Proterozoic foldbelts older than about 1 Ga lack the distinctive signatures of the contemporary Wilson cycle although they frequently contain thick sedimentary assemblages that resemble those in Phanerozoic orogens. Mafic volcanic rocks are rare, however, and occur intestratified with sedimentary strata; they are not layered and contain no sheeted dikes and can therefore not be interpreted as ophiolites. These characteristics as well as paleomagnetic and isotopic constraints preclude an evolution of these belts during closure of extensive oceans and subduction of significant amounts of oceanic lithosphere. An alternative plate tectonic model is developed that invokes rifting, heating, and stretching of the crust as a result of lithospheric thinning over a mantle plume. This mechanism eventually leads to a “geosynclinal” basin entirely floored by continental crust. The rise of asthenosphere enhances gravitational instabilities in the old and dense subcrustal lithosphere that, on fracturing after crustal stretching, may delaminate spontaneously.
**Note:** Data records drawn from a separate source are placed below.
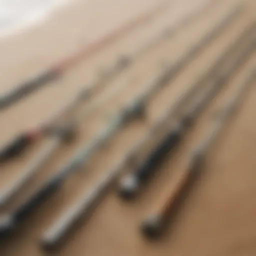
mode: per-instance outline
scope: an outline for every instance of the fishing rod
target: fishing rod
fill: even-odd
[[[242,36],[240,38],[244,38]],[[236,46],[238,46],[236,44]],[[246,46],[248,46],[248,45]],[[241,52],[236,62],[232,64],[232,67],[230,67],[226,73],[218,74],[218,78],[214,78],[214,82],[212,82],[212,85],[204,94],[202,96],[201,96],[195,102],[192,110],[186,113],[182,120],[186,124],[188,124],[188,121],[191,122],[192,120],[194,118],[195,116],[198,115],[198,112],[209,100],[211,98],[214,96],[214,94],[218,92],[223,86],[223,84],[226,82],[230,76],[230,73],[234,71],[238,68],[239,64],[244,61],[244,59],[248,57],[252,49],[252,46],[246,48],[246,51]],[[232,48],[233,50],[235,49]],[[187,94],[186,97],[184,100],[187,100],[190,97],[193,95],[194,92],[191,91]],[[98,206],[97,202],[104,194],[106,192],[110,186],[116,180],[116,178],[124,171],[124,169],[127,165],[134,165],[135,162],[135,158],[138,153],[139,150],[142,147],[148,139],[156,134],[157,130],[162,127],[164,123],[166,122],[168,116],[171,116],[174,113],[174,108],[172,106],[168,110],[163,116],[160,116],[156,122],[156,124],[152,128],[149,130],[142,136],[135,146],[132,146],[132,148],[126,152],[124,156],[118,161],[118,164],[114,165],[114,167],[110,171],[106,172],[107,174],[104,176],[103,178],[100,179],[100,181],[97,184],[96,186],[94,188],[88,193],[87,190],[86,190],[83,196],[80,200],[73,205],[70,206],[68,209],[61,214],[57,220],[46,230],[42,236],[42,244],[44,247],[46,249],[50,249],[55,247],[66,236],[68,231],[74,226],[77,222],[84,216],[86,215],[92,209]]]
[[[175,75],[178,74],[183,66],[186,64],[187,62],[189,62],[194,56],[200,52],[201,48],[205,47],[207,44],[210,42],[211,39],[213,39],[218,35],[218,32],[220,32],[234,18],[236,15],[240,14],[243,10],[240,8],[242,6],[241,4],[235,6],[223,19],[220,20],[219,23],[214,26],[212,30],[204,34],[201,40],[196,42],[186,52],[182,54],[176,62],[170,64],[162,74],[152,78],[152,82],[148,86],[148,89],[136,100],[138,107],[143,108],[142,106],[140,106],[140,104],[142,105],[142,102],[146,102],[152,96],[154,95],[162,86],[170,82],[172,78],[174,78]],[[81,118],[81,119],[82,119],[82,118]],[[74,124],[70,126],[70,123],[68,127],[70,126],[74,127]],[[65,130],[66,129],[64,129],[64,130]],[[64,133],[60,133],[60,136],[58,136],[56,138],[54,138],[48,142],[48,144],[46,144],[42,151],[36,156],[35,160],[33,160],[31,163],[28,164],[28,166],[25,168],[22,172],[24,174],[24,176],[15,180],[13,184],[0,196],[0,206],[2,206],[15,195],[38,171],[40,167],[58,148],[60,142],[62,142],[60,138],[62,134]]]
[[[233,52],[239,48],[241,41],[244,40],[245,34],[252,32],[251,30],[242,33],[232,48]],[[246,61],[255,48],[255,39],[246,45],[245,50],[242,51],[236,58],[232,62],[225,72],[217,74],[211,82],[211,86],[198,99],[194,104],[184,114],[178,123],[172,127],[164,137],[156,144],[150,152],[148,156],[138,168],[132,174],[127,175],[121,182],[120,187],[120,194],[124,198],[134,198],[138,194],[142,185],[148,182],[152,176],[156,172],[158,168],[162,162],[168,154],[172,152],[180,144],[186,132],[190,128],[200,112],[205,106],[218,94],[218,92],[238,68],[242,62]],[[168,154],[169,156],[169,154]]]
[[[29,79],[22,84],[16,86],[14,89],[0,96],[0,109],[8,106],[50,82],[58,78],[66,70],[82,58],[89,57],[117,38],[128,32],[136,26],[148,22],[162,12],[166,10],[167,5],[168,2],[162,2],[158,8],[154,8],[144,15],[140,14],[135,19],[104,36],[97,42],[82,48],[77,52],[68,56],[56,64],[36,74],[32,79]]]
[[[56,125],[56,119],[63,116],[66,116],[66,118],[68,118],[70,113],[72,112],[82,102],[92,98],[94,90],[98,89],[104,84],[107,82],[112,76],[114,76],[116,74],[128,66],[129,65],[128,62],[128,58],[124,56],[120,57],[112,69],[108,70],[108,77],[106,77],[106,76],[104,78],[100,76],[98,80],[92,86],[90,87],[85,86],[82,90],[79,90],[70,102],[59,110],[57,113],[54,114],[45,124],[40,124],[34,128],[28,128],[27,130],[16,136],[0,150],[0,163],[4,162],[19,156],[44,135],[56,134],[59,128],[58,126]],[[71,128],[72,127],[70,126],[70,128]],[[64,138],[70,138],[73,137],[74,134],[74,130],[70,129],[66,130],[65,136],[64,136],[64,134],[62,134],[62,136]]]
[[[210,37],[210,35],[214,32],[216,33],[216,30],[219,31],[220,28],[224,28],[224,24],[227,24],[229,23],[231,18],[234,18],[234,13],[238,14],[238,11],[240,10],[240,8],[238,9],[237,8],[238,6],[232,10],[228,15],[225,16],[224,18],[222,20],[220,24],[218,24],[216,26],[214,26],[214,29],[212,33],[207,33],[205,37],[200,40],[198,44],[195,44],[196,47],[195,46],[192,46],[190,50],[194,52],[196,48],[199,49],[200,47],[198,46],[198,44],[201,45],[202,44],[204,45],[206,43],[206,38],[209,38]],[[236,12],[234,12],[236,10]],[[190,50],[188,50],[187,53],[190,56],[191,56]],[[181,58],[184,60],[186,58],[182,56]],[[178,66],[177,65],[174,65],[172,66],[174,68],[175,71],[177,72],[179,71],[178,69]],[[144,108],[146,102],[150,98],[152,94],[156,94],[156,88],[162,88],[166,83],[168,82],[170,78],[168,75],[168,73],[172,71],[172,69],[168,68],[167,70],[164,72],[161,75],[157,76],[156,78],[154,79],[153,82],[150,84],[149,88],[146,90],[142,94],[139,96],[130,106],[127,106],[122,110],[122,112],[120,114],[118,115],[116,118],[114,119],[114,122],[104,129],[96,137],[92,144],[88,146],[86,145],[85,148],[82,148],[81,150],[78,150],[75,154],[74,157],[72,158],[72,160],[66,166],[62,168],[57,172],[56,175],[44,182],[42,186],[40,187],[34,194],[11,214],[10,218],[13,220],[13,221],[16,223],[18,222],[20,218],[26,216],[38,204],[44,201],[48,196],[58,190],[70,174],[74,172],[78,168],[81,168],[84,164],[89,158],[94,150],[98,149],[99,147],[104,144],[112,136],[128,121],[134,117],[142,117],[144,114]],[[174,73],[174,72],[172,72],[172,74]],[[10,194],[12,194],[12,196],[16,193],[18,192],[19,190],[26,183],[31,176],[38,170],[38,166],[40,166],[42,163],[44,162],[45,159],[51,156],[52,152],[56,150],[58,145],[58,140],[53,140],[50,142],[50,144],[48,146],[52,151],[47,151],[46,148],[45,148],[45,151],[44,152],[44,158],[40,156],[40,160],[41,160],[40,164],[34,166],[28,171],[26,170],[26,172],[25,172],[24,176],[20,180],[19,179],[15,182],[15,186],[12,186],[8,190],[6,193],[4,193],[2,196],[0,197],[0,202],[2,202],[1,205],[2,206],[8,201],[8,200],[5,200],[4,198],[8,199],[10,198]],[[17,186],[17,184],[19,184],[20,186]],[[12,230],[11,227],[10,227],[10,229]]]
[[[156,238],[161,234],[168,222],[168,216],[174,210],[177,204],[180,202],[182,195],[188,188],[190,182],[202,170],[207,151],[217,140],[228,120],[236,112],[244,98],[246,92],[255,79],[255,65],[250,71],[246,80],[241,83],[238,92],[222,108],[220,114],[213,121],[206,136],[192,150],[186,167],[180,170],[173,185],[164,194],[159,204],[154,208],[152,213],[142,222],[142,230],[146,236]]]
[[[210,2],[211,4],[216,2]],[[212,4],[210,4],[212,5]],[[44,134],[52,133],[53,124],[56,122],[56,119],[58,116],[61,116],[64,114],[67,115],[76,107],[81,102],[84,102],[92,97],[92,88],[94,90],[100,87],[102,84],[106,84],[112,77],[117,76],[124,69],[130,66],[134,60],[136,60],[145,54],[148,50],[154,47],[162,40],[166,40],[171,36],[174,36],[176,34],[184,27],[193,20],[195,18],[198,18],[201,12],[204,12],[205,10],[210,7],[208,4],[204,6],[202,8],[200,8],[198,11],[192,12],[185,18],[182,19],[177,23],[174,26],[168,26],[157,34],[153,40],[146,43],[144,46],[140,48],[134,53],[131,54],[123,54],[118,58],[118,60],[114,66],[104,70],[104,76],[100,77],[99,80],[90,88],[86,86],[82,90],[80,90],[76,97],[70,102],[66,106],[64,109],[58,112],[56,114],[50,119],[46,124],[37,126],[36,127],[28,129],[15,137],[4,145],[2,149],[0,149],[0,163],[4,162],[12,158],[20,155],[30,145],[42,138]],[[74,131],[67,130],[66,138],[72,138],[74,135]]]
Hot asthenospheric material rises to take the place of the detached and sinking lithospheric slab, thereby inducing A-subduction and inter-stacking of continental crust. The much thickenend crust is partially melted at depth, intruded by synorogenic and postorogenic granites, and finally uplifted and eroded to its present level of exposure. Episodic thermal anomalies during orogeny are caused by the rise of asthenospheric magmas to the base of the crust and by radioactive self-heating after crustal interstacking. The model is entirely compatible with the concept of horizontally moving plates but differs from the Wilson cycle in that no wet oceanic crust is generated during basin formation and none is consumed during orogeny. Instead, dry subcrustal lithosphere sinks down but does not cause calc-alkalic magmatism. Towards the end of the Proterozoic, Wilson cycle signatures become widespread in the global rock record and signify a worldwide change from predominantly intraplate orogeny to predominantly plate margin orogeny that characterizes the Phanerozoic geodynamic pattern. Plate tectonics, therefore, is a nonuniformitarian process.